BuzzFeed News publishes data, analyses, libraries, tools, and guides to their public Github repo. This is a great resource to see how a newsroom performs their data analysis.
NASA aggregates tons of earth data from different sources and makes it available to the public. If you are looking for datasets related to climate, vegetation mapping, or pretty much anything related to our planet, this is a great place to look. If you are looking for some out-of-this-world (i.e. space) data, check out NASA's Planetary Data System.
DataHub has data on many topics, but they are focused mostly on economic and financial data. If you are looking to analyze things like inflation or wealth inequality, DataHub is a great place to start. Data is regularly updated so that you can perform relevant analyses.

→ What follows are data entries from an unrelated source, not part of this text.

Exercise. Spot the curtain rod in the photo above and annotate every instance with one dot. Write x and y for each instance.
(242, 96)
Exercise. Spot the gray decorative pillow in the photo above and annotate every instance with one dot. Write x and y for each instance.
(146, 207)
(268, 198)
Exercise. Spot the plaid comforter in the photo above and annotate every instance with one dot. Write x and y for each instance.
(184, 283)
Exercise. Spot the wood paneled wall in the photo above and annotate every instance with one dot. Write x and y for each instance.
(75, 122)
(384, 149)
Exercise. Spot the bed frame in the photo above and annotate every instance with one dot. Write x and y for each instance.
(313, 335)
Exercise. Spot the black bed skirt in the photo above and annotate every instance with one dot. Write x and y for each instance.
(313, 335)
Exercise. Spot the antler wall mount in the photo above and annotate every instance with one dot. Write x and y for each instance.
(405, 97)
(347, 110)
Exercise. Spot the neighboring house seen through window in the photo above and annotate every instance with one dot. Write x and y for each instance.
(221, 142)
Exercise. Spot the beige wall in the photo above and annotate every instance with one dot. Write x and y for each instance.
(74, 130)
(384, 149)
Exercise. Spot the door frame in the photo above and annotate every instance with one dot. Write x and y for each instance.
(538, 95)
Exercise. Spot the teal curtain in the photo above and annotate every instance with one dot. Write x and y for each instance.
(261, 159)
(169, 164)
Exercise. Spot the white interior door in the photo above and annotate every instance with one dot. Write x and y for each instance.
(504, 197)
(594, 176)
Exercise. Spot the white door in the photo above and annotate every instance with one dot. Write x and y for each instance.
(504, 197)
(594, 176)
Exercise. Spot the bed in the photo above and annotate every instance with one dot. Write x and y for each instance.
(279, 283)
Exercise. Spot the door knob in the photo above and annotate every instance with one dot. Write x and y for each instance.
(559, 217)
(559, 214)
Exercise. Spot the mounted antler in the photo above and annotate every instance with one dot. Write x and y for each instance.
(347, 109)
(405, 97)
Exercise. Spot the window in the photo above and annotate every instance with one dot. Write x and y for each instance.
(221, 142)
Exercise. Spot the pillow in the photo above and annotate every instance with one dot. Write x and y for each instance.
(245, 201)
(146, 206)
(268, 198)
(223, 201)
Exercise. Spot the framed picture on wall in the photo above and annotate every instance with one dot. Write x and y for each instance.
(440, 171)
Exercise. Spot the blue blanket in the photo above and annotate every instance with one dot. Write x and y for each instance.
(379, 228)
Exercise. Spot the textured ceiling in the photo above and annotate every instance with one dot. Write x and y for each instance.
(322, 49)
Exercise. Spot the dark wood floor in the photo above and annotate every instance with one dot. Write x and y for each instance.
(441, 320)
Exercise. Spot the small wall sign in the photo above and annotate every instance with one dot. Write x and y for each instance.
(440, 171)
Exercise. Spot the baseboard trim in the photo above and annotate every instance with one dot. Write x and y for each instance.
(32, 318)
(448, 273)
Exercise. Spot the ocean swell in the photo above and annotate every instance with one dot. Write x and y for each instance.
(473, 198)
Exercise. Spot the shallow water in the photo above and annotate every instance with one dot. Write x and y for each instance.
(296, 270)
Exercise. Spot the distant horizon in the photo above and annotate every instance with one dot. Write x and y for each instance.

Quandl is a repository for financial data. As is sometimes the case with financial data, not all datasets on Quandl are free, some need to be purchased. When searching for datasets, you can apply lots of filters to find exactly what you are looking for.
The Awesome Public Datasets repo on Github links to hundreds of datasets from a wide variety of topics. Datasets are sorted by category so that you can easily find what you're looking for.
Although we only listed 11 resources, you'll be able to find lots more if you keep digging, these are just some of our favorites. With these resources, you should be able to find plenty of data to kickstart projects and derive some great insights.